Лифт, послушный приказу пальца, распахнул двери, и мы вошли внутрь. Причем пальто в очках, несмотря на то, что стоял дальше, попытался войти первым - словно я и в самом деле был неодушевленным предметом и ждать от меня какого-либо движения не приходилось. Рука его, потянувшаяся к кнопкам этажей вслед моей, когда я нажал нужную мне, отпрянула назад. Оказывается, мы ехали на один этаж. И не в одну ли квартиру?
Лифт остановился. Створки дверей разомкнулись. Пальто, как вошедший вторым, стоял ближе к дверям и сейчас вышел первым. Я дал ему удалиться, чтобы не тащиться хвостом, если мы и в самом деле прибыли в одно место, и покинул кабину только после того, как шаги его замерли.
Опустив портфель на пол и держа хризантемы перед грудью, будто солдат Кремлевского полка карабин в парадном артикуле, пальто жал кнопку звонка у двери, за которой, единственной из трех на лестничной площадке, мне довелось бывать прежде.
- И вы, значит, сюда же? - сказал я, подходя к нему.
Он повернул ко мне голову. В глазах его выразилось враждебное недоумение.
- Я сюда, - проговорил он. С отчетливым ударением на "я". А куда вы, меня не интересует, прозвучало в его словах.
Хорош, однако, был тип, с которым мне предстояло встречать Новый год.
На дверях, открываясь, защелкали язычки щеколд. Пальто наклонился и поднял портфель. Теперь лицо его выразило вдохновение, подходящее служащему Кремлевского полка при прохождении мимо строя президента страны.
К моему удовлетворению, дверь открыла Ира. И, едва взглянув на кремлевского бойца, бросилась мимо него ко мне:
- Ой, какие розы!
Мне пришлось поднять букет вверх, как тогда у лифта, оберегая его от хищных рук вывалившихся из кабины женщин.

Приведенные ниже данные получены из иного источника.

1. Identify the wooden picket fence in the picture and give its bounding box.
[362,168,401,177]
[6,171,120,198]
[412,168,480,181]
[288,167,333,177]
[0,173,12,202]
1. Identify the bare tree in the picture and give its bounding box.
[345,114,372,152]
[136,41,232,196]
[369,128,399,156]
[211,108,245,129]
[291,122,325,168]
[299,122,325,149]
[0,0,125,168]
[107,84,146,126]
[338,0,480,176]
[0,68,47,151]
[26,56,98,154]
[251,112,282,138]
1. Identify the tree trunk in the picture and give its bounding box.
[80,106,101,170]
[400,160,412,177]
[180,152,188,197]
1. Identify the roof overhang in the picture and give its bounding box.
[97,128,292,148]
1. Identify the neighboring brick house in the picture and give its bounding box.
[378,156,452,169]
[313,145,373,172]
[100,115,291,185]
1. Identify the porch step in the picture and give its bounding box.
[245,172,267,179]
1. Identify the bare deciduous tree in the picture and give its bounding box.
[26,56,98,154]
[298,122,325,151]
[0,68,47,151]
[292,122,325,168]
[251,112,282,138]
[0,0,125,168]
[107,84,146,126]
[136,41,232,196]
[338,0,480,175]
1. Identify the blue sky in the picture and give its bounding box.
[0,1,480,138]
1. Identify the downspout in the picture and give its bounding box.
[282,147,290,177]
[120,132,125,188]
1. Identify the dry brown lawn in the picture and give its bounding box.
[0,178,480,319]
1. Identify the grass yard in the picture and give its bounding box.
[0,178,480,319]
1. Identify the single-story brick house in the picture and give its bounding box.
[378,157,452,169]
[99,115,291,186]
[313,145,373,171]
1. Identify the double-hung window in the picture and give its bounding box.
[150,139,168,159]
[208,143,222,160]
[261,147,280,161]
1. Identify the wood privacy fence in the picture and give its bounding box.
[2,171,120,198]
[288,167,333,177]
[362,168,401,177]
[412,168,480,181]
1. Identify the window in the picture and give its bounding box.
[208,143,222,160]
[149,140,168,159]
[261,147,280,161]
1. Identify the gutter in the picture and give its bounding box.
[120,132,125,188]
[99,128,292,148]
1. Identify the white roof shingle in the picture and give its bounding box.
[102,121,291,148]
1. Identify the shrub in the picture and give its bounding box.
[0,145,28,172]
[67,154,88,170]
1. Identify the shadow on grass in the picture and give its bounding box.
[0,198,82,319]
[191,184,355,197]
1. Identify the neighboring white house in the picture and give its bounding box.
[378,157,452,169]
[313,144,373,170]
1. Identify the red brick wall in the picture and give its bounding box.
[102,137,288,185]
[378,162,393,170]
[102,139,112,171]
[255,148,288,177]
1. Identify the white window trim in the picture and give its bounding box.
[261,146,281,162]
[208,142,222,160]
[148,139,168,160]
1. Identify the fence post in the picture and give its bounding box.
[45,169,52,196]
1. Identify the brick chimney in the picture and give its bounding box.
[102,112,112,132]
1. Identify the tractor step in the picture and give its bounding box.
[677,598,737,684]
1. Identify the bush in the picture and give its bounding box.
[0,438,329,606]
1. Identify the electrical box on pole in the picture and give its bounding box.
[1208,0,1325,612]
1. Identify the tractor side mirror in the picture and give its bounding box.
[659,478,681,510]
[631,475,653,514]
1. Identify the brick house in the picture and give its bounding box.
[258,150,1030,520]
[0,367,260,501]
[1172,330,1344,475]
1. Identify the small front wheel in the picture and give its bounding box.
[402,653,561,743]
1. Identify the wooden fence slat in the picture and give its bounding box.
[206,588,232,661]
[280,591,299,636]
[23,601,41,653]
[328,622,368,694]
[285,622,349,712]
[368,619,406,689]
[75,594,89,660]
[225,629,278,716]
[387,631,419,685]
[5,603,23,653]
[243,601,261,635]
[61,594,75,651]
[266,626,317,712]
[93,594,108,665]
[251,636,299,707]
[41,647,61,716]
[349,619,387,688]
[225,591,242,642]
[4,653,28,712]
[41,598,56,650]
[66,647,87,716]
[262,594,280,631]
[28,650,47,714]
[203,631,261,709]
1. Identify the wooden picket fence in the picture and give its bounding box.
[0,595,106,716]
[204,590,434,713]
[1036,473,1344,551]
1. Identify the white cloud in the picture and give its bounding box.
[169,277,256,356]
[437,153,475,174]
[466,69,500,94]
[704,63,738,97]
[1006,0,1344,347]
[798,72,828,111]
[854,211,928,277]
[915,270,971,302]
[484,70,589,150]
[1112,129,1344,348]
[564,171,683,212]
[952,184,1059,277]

- Не одной тебе! Зови женщину, старшую в этом доме. Заодно и представишь.
- Да, и Ларису тоже позовите, - подал голос пальто, указывая подбородком на свои хризантемы.
Ларисой звали Ирину сестру, теперь ее имя было мне известно.
- Ой, будут, будут сейчас все, - пропела Ира, исчезая в глубине квартиры, а мы с пальто один за другим переступили порог, закрыли за собой дверь, после чего на нас выкатилась женская лавина и погребла под собой: такой вокруг поднялся шум и гвалт, столько раздавалось восклицаний, ахов, охов в адрес роз и хризантем.
Впрочем, несмотря на сумбур вместо музыки, я сумел уловить, что мать зовут Изольдой Оттовной (ага, немецкие корни, отметил я для себя), что она явно немолода, ощутимо старше моей матери, то есть родила своих дочерей уже в возрасте, хотя весьма ухожена и свежа, и что Лариса избегает смотреть на меня, но со своим типом при этом странно чопорна и натянута. В том черно-белом мужском рое, который выставлял нас со Стасом из этого дома, его точно не было.